German Chancellor Angela Merkel plans to visit U.S. President Donald Trump on April 27, just before the expiry of an exemption for the European Union from U.S. import duties on steel and aluminum, mass-selling daily Bild reported on Thursday.
The newspaper said in its online edition that several sources had confirmed Merkel’s trip to the United States later this month. Her office had no immediate comment on the report.
The meeting would take place just after a visit, already confirmed, by French President Emmanuel Macron on April 24.
The twin visits would give the European Union’s two leading national leaders the opportunity to lobby for the bloc to be exempted permanently from the steel and aluminum tariffs. The tariffs are suspended for the EU until May 1.
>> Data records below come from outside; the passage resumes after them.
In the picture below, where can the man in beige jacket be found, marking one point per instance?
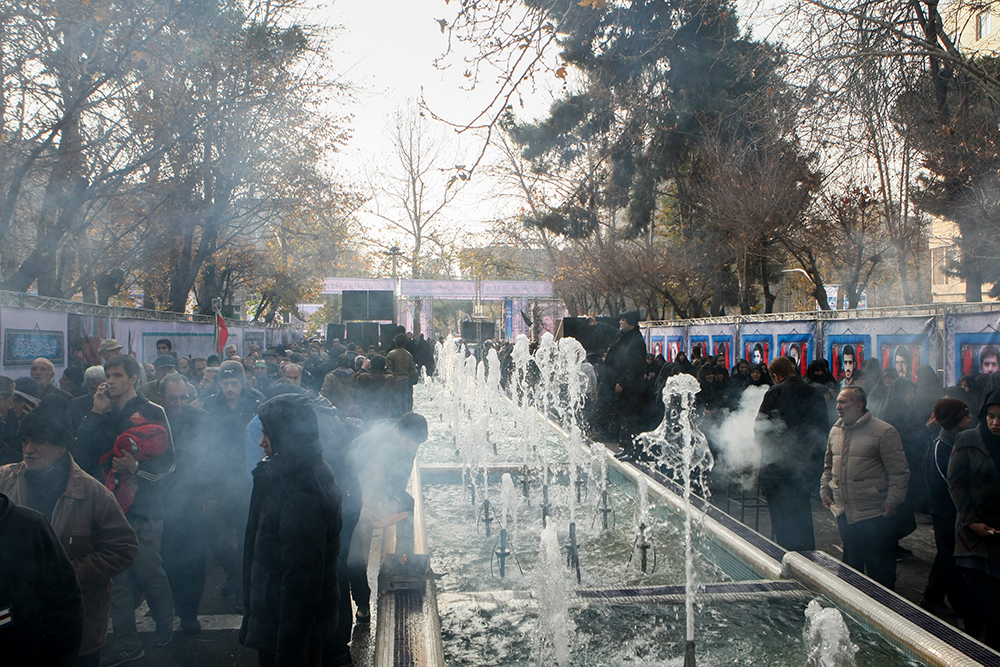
(865, 478)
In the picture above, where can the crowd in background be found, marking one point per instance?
(278, 465)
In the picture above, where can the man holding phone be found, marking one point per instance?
(125, 442)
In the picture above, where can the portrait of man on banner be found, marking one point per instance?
(978, 354)
(847, 354)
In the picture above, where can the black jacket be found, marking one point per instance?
(96, 437)
(226, 452)
(41, 604)
(791, 432)
(625, 364)
(292, 538)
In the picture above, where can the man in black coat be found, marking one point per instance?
(622, 384)
(41, 604)
(791, 434)
(292, 539)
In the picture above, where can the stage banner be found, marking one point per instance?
(761, 342)
(138, 337)
(713, 339)
(972, 345)
(669, 340)
(903, 342)
(28, 334)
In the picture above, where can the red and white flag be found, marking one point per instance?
(221, 333)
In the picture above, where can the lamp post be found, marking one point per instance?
(395, 253)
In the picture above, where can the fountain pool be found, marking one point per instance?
(752, 596)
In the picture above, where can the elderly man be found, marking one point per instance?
(37, 579)
(93, 378)
(865, 478)
(83, 512)
(43, 372)
(108, 348)
(185, 532)
(26, 397)
(10, 442)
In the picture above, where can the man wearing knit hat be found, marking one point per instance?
(83, 513)
(230, 410)
(26, 396)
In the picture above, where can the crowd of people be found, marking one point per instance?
(122, 481)
(875, 448)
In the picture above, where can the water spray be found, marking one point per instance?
(573, 552)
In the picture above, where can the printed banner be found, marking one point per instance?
(30, 333)
(972, 345)
(902, 342)
(710, 340)
(672, 340)
(762, 342)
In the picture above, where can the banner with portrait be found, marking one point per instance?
(972, 345)
(762, 342)
(849, 343)
(712, 339)
(671, 338)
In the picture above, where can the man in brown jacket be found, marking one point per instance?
(865, 478)
(83, 513)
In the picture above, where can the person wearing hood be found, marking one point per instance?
(230, 411)
(292, 540)
(945, 578)
(974, 485)
(83, 513)
(622, 384)
(790, 430)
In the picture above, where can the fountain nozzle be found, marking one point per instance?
(487, 519)
(573, 552)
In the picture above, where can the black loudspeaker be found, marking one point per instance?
(386, 332)
(335, 331)
(354, 306)
(380, 306)
(355, 333)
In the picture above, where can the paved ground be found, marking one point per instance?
(217, 645)
(911, 572)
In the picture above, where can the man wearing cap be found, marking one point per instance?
(108, 348)
(230, 410)
(43, 372)
(72, 381)
(125, 442)
(93, 378)
(83, 513)
(185, 532)
(165, 364)
(622, 381)
(26, 396)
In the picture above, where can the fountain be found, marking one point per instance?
(530, 446)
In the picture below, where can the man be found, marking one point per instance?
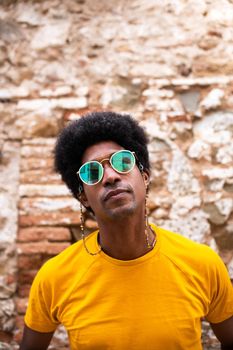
(129, 285)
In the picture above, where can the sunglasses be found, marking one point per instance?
(92, 172)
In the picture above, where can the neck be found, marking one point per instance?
(125, 240)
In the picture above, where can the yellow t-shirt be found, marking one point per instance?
(154, 302)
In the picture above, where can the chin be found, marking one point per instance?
(121, 212)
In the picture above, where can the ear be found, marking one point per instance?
(146, 178)
(83, 199)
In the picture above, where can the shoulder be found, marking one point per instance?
(71, 262)
(187, 253)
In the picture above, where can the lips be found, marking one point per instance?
(114, 193)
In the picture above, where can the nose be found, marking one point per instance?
(110, 175)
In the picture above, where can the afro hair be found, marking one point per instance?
(91, 129)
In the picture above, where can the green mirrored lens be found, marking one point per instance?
(91, 173)
(123, 161)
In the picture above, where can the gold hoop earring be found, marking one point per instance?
(83, 233)
(148, 227)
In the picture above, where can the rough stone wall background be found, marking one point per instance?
(169, 63)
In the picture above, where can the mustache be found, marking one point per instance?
(116, 187)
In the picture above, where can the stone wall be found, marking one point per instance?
(169, 63)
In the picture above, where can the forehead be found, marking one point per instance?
(100, 150)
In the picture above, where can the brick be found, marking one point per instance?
(41, 248)
(29, 262)
(52, 234)
(40, 205)
(50, 142)
(40, 176)
(49, 219)
(36, 151)
(34, 190)
(21, 305)
(34, 164)
(26, 277)
(19, 322)
(23, 290)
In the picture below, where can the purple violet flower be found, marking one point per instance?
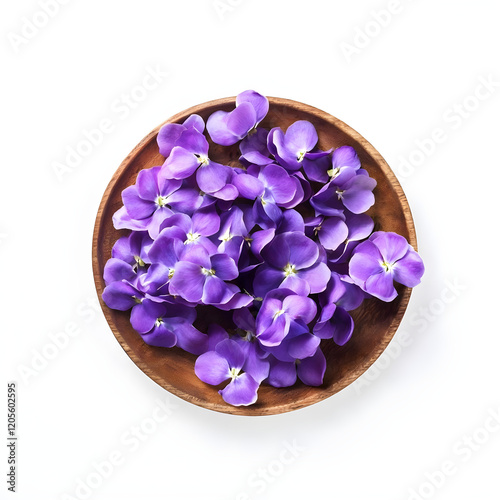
(227, 362)
(350, 189)
(190, 156)
(201, 278)
(383, 259)
(279, 310)
(344, 160)
(334, 321)
(330, 231)
(293, 147)
(170, 135)
(227, 129)
(167, 325)
(310, 370)
(291, 261)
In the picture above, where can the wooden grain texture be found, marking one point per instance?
(376, 322)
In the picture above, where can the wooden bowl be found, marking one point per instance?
(376, 321)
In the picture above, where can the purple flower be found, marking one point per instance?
(272, 187)
(350, 189)
(228, 128)
(344, 160)
(200, 277)
(291, 261)
(331, 231)
(190, 156)
(233, 233)
(334, 321)
(254, 149)
(167, 325)
(382, 259)
(170, 135)
(279, 310)
(228, 362)
(153, 198)
(193, 231)
(359, 227)
(310, 370)
(255, 356)
(164, 254)
(129, 258)
(294, 146)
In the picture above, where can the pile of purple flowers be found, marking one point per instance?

Merkel, in a telephone call with Trump last week, called for dialogue on trade policy between the EU and the United States, “taking into account the rules-based international trade system”.
Merkel’s relationship with Trump got off to a frosty start after his November 2016 election.
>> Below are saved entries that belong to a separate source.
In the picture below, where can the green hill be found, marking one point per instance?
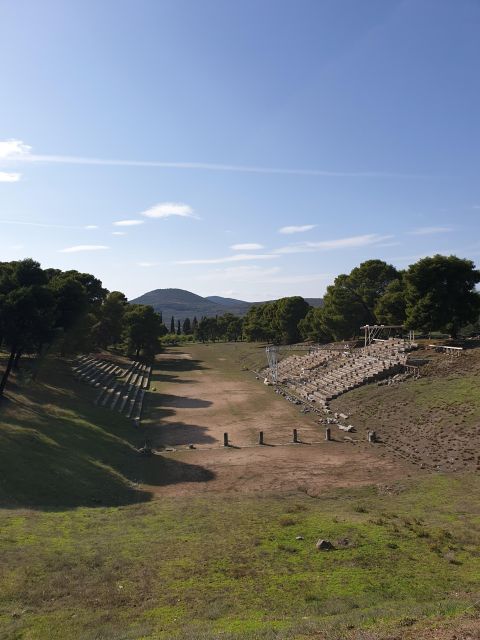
(184, 304)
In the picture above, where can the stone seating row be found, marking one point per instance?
(345, 373)
(127, 395)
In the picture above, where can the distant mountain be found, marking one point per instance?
(183, 304)
(228, 302)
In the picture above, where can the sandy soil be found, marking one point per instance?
(196, 400)
(434, 422)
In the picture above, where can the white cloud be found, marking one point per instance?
(128, 223)
(328, 245)
(168, 209)
(83, 247)
(247, 246)
(239, 257)
(18, 150)
(13, 149)
(259, 275)
(426, 231)
(297, 229)
(45, 225)
(9, 177)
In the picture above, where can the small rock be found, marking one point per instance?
(324, 545)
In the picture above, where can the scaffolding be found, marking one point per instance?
(373, 332)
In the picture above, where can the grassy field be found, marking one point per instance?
(85, 554)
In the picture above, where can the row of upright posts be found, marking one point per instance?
(328, 437)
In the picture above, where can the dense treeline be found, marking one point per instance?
(72, 312)
(44, 309)
(434, 294)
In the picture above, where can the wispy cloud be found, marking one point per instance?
(247, 246)
(239, 257)
(427, 231)
(17, 150)
(297, 229)
(270, 275)
(10, 177)
(83, 247)
(13, 148)
(45, 225)
(329, 245)
(168, 209)
(128, 223)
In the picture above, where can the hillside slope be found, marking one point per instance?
(433, 422)
(59, 450)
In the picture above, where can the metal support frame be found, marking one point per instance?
(373, 331)
(272, 357)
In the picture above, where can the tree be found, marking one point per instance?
(143, 328)
(109, 328)
(312, 327)
(187, 327)
(390, 308)
(28, 311)
(351, 301)
(440, 294)
(287, 314)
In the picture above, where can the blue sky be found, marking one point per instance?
(253, 149)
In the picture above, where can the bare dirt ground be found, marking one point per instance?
(433, 422)
(201, 392)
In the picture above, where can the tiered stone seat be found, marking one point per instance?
(320, 377)
(118, 389)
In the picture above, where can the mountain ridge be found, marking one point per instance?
(182, 304)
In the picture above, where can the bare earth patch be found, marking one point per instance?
(199, 398)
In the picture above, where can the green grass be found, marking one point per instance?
(197, 567)
(85, 555)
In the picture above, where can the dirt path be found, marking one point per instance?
(200, 393)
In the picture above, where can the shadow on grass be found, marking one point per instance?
(57, 450)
Before a phone conversation on March 1 to discuss the war in Syria and Russian nuclear arms, the two leaders had not spoken to each other in more than five months.
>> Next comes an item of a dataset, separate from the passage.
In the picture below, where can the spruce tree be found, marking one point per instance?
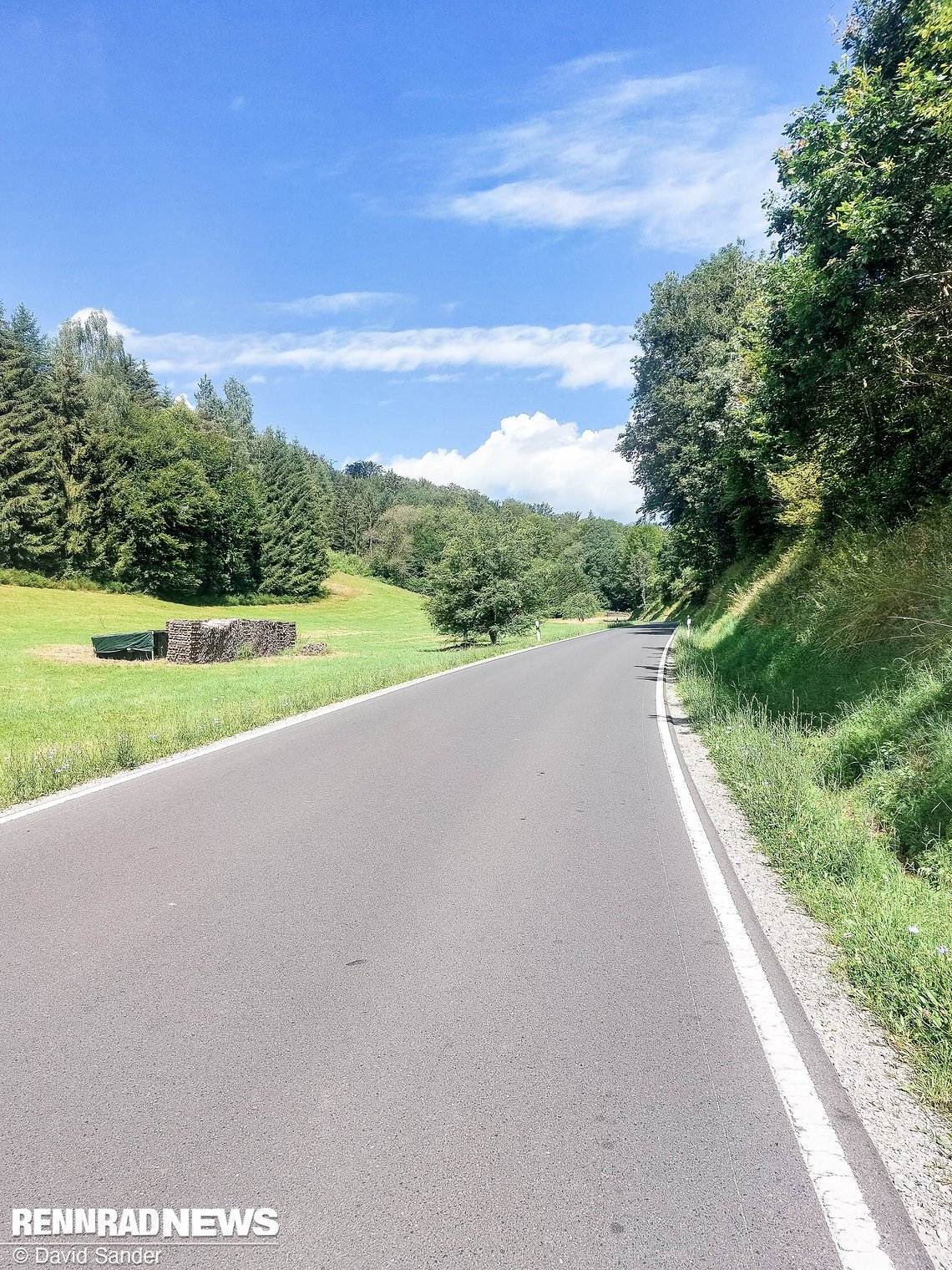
(32, 502)
(293, 531)
(88, 468)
Her visit to the United States, if confirmed, would also take place shortly before a May 12 deadline that Trump has set to improve an international deal to curb Iran’s nuclear program.
Trump has threatened to withdraw the United States from the accord between Tehran and six world powers, signed in 2015 before he took office, unless France, Britain and Germany help agree a follow-up pact by that date. Trump does not like the deal’s limited duration, among other things.